The study of complex microbial communities (metacommunities) and their interactions with the environment, with their hosts, or other organisms, involves mainly the analysis of their genetic potential (metagenomics), their activity in terms of expressed genes (metatranscriptomics) or the products of their activities (metaproteomics and metabolomics).

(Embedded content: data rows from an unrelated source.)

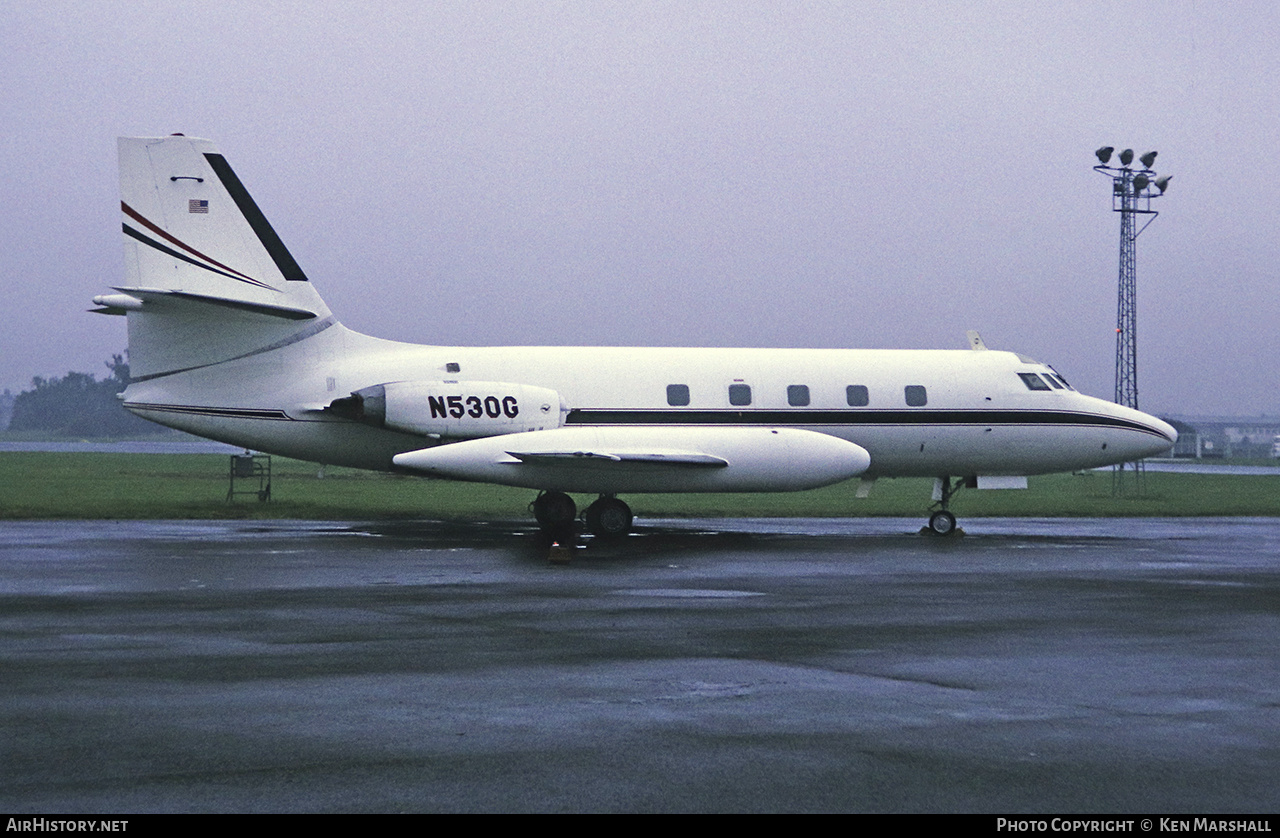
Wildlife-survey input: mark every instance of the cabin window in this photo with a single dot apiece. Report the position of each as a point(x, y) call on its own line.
point(1033, 381)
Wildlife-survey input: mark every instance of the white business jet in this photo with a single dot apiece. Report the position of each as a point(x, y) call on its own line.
point(228, 339)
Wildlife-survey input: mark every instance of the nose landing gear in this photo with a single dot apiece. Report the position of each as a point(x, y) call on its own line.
point(942, 522)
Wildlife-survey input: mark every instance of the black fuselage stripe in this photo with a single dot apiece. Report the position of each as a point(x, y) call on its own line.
point(261, 227)
point(851, 419)
point(786, 419)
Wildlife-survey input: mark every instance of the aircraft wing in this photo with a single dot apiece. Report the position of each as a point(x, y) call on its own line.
point(664, 458)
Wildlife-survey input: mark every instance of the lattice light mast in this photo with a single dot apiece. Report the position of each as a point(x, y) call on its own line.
point(1132, 193)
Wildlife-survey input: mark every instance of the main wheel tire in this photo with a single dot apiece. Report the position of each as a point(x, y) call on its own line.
point(942, 522)
point(554, 511)
point(608, 518)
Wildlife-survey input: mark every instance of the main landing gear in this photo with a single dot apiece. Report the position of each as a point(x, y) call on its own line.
point(606, 518)
point(942, 522)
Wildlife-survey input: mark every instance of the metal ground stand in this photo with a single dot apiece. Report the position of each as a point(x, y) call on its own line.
point(254, 470)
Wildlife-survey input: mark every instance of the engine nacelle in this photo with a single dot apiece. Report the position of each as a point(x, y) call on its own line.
point(455, 410)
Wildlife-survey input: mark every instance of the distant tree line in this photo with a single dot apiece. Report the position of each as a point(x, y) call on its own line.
point(77, 404)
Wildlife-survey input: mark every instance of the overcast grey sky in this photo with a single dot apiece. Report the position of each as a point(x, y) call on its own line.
point(796, 174)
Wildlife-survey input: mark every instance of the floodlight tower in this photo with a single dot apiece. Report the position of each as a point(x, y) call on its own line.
point(1130, 195)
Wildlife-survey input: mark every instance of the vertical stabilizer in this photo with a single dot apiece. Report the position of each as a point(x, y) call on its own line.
point(208, 276)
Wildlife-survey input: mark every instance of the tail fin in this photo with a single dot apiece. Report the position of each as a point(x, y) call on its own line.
point(206, 278)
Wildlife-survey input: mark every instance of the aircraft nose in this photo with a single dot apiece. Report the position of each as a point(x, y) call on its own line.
point(1160, 435)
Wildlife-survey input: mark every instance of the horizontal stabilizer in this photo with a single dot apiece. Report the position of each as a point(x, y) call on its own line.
point(286, 312)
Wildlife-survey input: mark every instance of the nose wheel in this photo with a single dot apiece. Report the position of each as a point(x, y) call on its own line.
point(941, 521)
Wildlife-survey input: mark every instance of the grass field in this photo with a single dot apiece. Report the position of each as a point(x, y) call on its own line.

Description of microbial communities
A quick and cheap approach to the description of microbial communities consists of "labeling" the organisms present in a sample, to obtain their taxonomic annotation, associated with the count of the times they are found within the same sample, such as approximation of the relative abundance of each organism (taxon). This approach has been given various names such as meta-barcoding, gene-survey or, probably what we like best: "metataxonomy".
This name refers to the description of the taxonomy of a complex population or metapopulation. In general, it make use of universal primers to amplify the 16S ribosomal gene from - ideally - all the bacteria in a sample by means of PCR (Polymerase Chain Reaction). The term "metagenomics" is often misused for this type of approach. Actually, we use the term metagenomics to describe the entire genomic potential of a complex sample through an approach based on the random shearing of DNA extracted from a natural sample and its sequencing. In sensu-stricto metagenomics, there is no bias from selection imposed by primers chose or estimation errors derived from the polymerase chain reaction. We could say that what you see is what you get.
Metataxonomy
Amplicon-based microbial diversity descriptions focus on comparing 16S ribosomal gene amplicons and then using the counts in distribution analyses.
Metagenomics
In metagenomic analyses, the DNA coming from a sample containing a complex community is sheared randomly, sequenced, assembled and, finally, annotated. Functional and taxonomic profiles are then obtained and reported for downstream descriptive and statistic analysis.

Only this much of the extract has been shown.